I have a given dataset in the matrix y and I want to train different SOMs with it. The SOM is one-dimensional (a line), and its number of neurons varies. I train a SOM of size N=2 at first, and N=NMax at last, giving a total of NMax-2+1 SOMs. For each SOM, I want to store the weights once the training is over before moving on to the next SOM.
The whole point of using PyOpenCL here is that each one of the outer loops is independent of the others.
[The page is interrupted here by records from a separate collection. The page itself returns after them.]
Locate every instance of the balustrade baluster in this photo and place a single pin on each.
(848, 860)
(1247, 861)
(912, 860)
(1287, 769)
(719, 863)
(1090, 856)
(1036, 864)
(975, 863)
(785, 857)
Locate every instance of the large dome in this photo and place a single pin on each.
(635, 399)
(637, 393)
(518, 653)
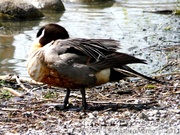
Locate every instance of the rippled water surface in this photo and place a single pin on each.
(141, 33)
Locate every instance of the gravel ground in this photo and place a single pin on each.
(128, 107)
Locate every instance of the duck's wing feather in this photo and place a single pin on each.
(101, 53)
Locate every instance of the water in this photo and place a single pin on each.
(123, 20)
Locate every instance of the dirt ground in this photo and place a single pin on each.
(132, 106)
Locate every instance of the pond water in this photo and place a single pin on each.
(142, 34)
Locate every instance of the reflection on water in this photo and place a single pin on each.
(123, 20)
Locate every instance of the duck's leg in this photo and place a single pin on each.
(66, 99)
(84, 103)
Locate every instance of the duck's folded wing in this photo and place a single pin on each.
(92, 48)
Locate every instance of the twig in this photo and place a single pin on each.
(22, 85)
(13, 91)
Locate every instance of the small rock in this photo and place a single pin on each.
(91, 116)
(143, 116)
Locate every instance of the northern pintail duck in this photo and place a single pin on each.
(57, 60)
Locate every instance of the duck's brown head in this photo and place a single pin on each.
(46, 34)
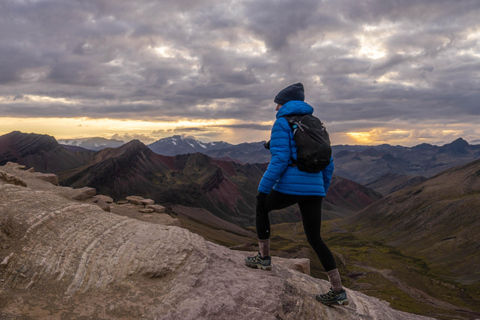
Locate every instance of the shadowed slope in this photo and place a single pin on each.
(69, 259)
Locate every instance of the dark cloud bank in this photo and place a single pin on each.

Namely, for each value of N, the script doesn't care about what happens when N takes other values. One could have the same result running the script NMax-2+1 times changing the value of N manually.
With this in mind, I was hoping to be able to perform each one of these independent iterations at the same time using the GPU, so that the time spent reduces significantly. The increase in speed will be less than 1/(NMax-2+1) though, because each iteration is more expensive that the previous ones, as for larger values of N, more calculations are made.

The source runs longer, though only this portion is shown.